Startups like Gennev, 98point6, and Pandia Health have been working very hard to create a new standard of care for telemedicine. 

Providing constant connectivity to medical advice and prescriptions is what we do. If we can’t rise to the occasion to help keep patients physically out of hospitals and medical offices during this time, then we have failed.

COVID-19 is a painful pop-quiz on the fragility of our nation’s infrastructure. It’s quickly showing its head in Seattle, WA where Gennev is located, which many are calling the epicenter of the U.S. outbreak. 

Northshore School District, one of the largest school districts in the state with nearly 23,000 students, is considering a remote education model. Companies are encouraging people to work from home, causing a 38% jump in the stock price of Zoom, a virtual meeting service. People are shopping online with 27% of Internet users saying they are moving to online shopping and another 58% reporting they will shift from store-front to online shopping to avoid exposure. 

And while the AMA reported a 53% increase in telehealth services last year, the opportunity for it to effectively serve the masses has never been more apparent.
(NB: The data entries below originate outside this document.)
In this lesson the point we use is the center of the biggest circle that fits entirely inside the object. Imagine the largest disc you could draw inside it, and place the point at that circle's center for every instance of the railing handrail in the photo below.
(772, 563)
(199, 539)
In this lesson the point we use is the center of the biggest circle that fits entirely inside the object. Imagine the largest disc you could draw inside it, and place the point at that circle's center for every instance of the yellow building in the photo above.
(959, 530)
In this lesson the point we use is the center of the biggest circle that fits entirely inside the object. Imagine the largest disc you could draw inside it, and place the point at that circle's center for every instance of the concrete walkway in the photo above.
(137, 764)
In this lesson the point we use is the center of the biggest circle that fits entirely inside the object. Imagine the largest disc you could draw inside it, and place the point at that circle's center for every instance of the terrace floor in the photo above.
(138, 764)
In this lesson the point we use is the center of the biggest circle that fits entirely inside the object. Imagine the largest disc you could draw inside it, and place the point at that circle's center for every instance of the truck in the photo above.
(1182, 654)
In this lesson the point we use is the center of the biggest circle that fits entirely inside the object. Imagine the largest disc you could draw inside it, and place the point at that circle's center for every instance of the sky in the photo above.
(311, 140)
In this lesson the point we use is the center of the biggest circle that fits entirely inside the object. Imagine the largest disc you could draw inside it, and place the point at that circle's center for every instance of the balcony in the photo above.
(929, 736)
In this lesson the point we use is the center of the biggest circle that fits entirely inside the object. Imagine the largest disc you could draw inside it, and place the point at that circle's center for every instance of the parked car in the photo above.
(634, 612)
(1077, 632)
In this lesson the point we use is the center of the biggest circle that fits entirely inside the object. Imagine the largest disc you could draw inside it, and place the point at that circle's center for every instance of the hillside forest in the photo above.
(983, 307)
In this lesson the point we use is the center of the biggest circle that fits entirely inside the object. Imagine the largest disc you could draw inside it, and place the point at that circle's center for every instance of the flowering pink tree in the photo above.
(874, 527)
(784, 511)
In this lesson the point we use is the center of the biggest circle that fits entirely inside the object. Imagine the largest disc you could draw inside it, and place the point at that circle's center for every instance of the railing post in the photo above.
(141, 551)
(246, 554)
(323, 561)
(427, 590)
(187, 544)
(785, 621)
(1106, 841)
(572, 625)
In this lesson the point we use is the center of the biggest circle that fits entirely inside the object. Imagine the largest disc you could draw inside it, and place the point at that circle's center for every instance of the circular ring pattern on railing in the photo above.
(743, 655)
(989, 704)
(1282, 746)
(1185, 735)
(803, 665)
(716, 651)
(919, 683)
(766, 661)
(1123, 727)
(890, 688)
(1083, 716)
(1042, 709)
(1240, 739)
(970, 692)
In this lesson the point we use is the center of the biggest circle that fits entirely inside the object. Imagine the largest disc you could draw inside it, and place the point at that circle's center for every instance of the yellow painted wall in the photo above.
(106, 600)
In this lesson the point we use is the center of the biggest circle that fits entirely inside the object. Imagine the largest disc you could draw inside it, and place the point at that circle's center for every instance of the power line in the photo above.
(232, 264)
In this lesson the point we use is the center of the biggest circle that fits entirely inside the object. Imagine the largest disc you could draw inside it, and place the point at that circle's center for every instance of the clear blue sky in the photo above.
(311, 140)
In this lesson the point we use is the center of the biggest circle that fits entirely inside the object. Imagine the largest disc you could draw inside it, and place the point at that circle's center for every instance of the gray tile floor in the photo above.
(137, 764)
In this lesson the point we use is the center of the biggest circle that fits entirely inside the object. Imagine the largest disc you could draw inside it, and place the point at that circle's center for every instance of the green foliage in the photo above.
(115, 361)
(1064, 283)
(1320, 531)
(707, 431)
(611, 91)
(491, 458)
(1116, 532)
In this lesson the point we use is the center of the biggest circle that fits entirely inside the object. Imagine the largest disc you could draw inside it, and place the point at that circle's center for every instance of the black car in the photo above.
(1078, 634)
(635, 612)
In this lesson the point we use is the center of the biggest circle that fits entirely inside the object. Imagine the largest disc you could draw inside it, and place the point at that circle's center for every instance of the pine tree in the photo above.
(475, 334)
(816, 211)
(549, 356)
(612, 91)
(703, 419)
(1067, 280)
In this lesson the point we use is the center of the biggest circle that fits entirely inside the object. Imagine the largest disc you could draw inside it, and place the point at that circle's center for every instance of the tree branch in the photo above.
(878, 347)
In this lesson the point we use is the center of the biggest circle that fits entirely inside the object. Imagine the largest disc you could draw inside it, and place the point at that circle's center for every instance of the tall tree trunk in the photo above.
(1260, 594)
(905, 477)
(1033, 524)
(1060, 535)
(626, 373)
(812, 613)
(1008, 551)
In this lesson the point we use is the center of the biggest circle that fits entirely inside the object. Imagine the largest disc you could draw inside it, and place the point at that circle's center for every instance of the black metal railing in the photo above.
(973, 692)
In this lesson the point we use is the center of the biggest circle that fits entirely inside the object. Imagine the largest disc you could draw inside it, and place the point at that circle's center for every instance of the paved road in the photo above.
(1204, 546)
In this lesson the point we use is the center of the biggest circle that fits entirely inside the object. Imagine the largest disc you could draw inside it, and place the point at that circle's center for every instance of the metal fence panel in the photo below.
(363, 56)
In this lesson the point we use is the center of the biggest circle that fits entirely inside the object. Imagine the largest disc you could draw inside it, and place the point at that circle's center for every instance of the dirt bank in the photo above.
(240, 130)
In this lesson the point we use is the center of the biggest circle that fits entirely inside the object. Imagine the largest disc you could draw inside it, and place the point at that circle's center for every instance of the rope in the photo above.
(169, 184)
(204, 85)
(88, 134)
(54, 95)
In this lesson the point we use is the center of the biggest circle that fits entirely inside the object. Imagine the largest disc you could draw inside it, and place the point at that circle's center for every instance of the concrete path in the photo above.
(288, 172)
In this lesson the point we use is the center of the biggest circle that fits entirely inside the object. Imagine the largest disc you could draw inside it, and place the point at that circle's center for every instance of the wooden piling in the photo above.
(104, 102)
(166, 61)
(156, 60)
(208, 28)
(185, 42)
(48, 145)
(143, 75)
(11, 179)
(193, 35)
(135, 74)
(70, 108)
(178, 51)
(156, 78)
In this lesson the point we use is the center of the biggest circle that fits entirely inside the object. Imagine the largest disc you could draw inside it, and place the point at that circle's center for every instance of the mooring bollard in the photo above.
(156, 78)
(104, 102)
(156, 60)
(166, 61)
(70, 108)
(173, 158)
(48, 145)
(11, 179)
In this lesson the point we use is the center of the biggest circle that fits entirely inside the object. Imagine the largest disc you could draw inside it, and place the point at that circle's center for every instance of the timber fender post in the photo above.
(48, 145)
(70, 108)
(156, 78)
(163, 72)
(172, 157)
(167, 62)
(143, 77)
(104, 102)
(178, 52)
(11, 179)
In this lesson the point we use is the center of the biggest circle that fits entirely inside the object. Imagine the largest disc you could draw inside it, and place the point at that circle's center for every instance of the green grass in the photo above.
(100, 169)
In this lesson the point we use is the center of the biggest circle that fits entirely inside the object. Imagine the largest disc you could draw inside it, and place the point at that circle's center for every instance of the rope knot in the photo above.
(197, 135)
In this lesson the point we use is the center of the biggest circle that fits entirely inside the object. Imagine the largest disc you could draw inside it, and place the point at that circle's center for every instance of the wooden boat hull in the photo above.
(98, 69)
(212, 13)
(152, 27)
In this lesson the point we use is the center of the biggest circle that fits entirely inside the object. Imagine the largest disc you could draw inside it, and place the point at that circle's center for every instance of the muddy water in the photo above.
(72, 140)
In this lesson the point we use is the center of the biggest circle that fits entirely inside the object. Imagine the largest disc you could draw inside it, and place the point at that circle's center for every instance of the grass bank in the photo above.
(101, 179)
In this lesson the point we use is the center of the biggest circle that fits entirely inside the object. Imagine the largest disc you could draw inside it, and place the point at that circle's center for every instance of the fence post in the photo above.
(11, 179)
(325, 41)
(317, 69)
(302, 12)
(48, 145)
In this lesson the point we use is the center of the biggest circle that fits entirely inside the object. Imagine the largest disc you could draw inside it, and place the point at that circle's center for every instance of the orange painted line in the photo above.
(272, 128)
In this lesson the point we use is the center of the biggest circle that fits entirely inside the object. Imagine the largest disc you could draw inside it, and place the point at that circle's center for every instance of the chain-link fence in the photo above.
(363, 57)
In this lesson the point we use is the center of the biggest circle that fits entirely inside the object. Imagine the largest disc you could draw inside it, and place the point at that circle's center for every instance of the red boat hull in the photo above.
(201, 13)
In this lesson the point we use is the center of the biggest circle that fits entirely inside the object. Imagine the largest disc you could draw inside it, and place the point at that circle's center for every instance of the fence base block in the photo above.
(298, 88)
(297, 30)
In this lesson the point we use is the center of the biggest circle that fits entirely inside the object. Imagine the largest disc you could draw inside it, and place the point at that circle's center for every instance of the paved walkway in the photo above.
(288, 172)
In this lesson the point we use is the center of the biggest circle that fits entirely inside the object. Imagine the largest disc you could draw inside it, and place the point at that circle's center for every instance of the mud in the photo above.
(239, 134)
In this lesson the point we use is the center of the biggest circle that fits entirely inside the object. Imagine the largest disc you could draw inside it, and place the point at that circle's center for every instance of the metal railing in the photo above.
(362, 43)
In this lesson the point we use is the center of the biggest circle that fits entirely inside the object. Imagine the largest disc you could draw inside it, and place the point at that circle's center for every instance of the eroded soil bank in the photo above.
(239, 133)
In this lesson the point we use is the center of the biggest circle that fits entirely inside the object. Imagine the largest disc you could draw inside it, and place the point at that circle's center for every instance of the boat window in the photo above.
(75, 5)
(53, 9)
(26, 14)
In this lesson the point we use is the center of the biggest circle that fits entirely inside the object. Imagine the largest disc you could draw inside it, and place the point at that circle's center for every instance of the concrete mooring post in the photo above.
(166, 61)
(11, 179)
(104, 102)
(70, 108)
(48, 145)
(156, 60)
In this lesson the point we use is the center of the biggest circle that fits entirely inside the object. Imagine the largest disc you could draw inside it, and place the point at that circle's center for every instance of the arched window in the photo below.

Telemedicine vs the coronovirus

In the grand scheme of our constantly connected way of life, telemedicine is not as familiar to the everyday consumer. We have to change that. Right now, we have to help patients understand what is available in telemedicine and keep them out of the waiting rooms to keep space open for critical patients. 

So, here’s what’s available to patients with Gennev’s telemedicine service:

Secure scheduling for video-based appointments nationwide,

Medical advice and diagnosis – menopause and more – suited for video-based appointments,

Prescription support called into your local pharmacy. HRT or not, our MDs are prepared to prescribe the most appropriate medications for their patients,

Unlimited follow-ups for all patients who are also members of Gennev HealthFix with unlimited access to Coaches and Registered Dietitians.

For most healthy people, the coronavirus isn’t really a threat to life. However, many of us have elderly parents, or young and vulnerable grandkids, or people in our lives who may be immunocompromised for one reason or another. Maybe we ourselves are at risk of complications beyond the bad-cold symptoms of COVID-19.

Whether we’re concerned about our lives or another’s, or we’d just rather not be sick and quarantined, we’re all taking a bit better care of ourselves. 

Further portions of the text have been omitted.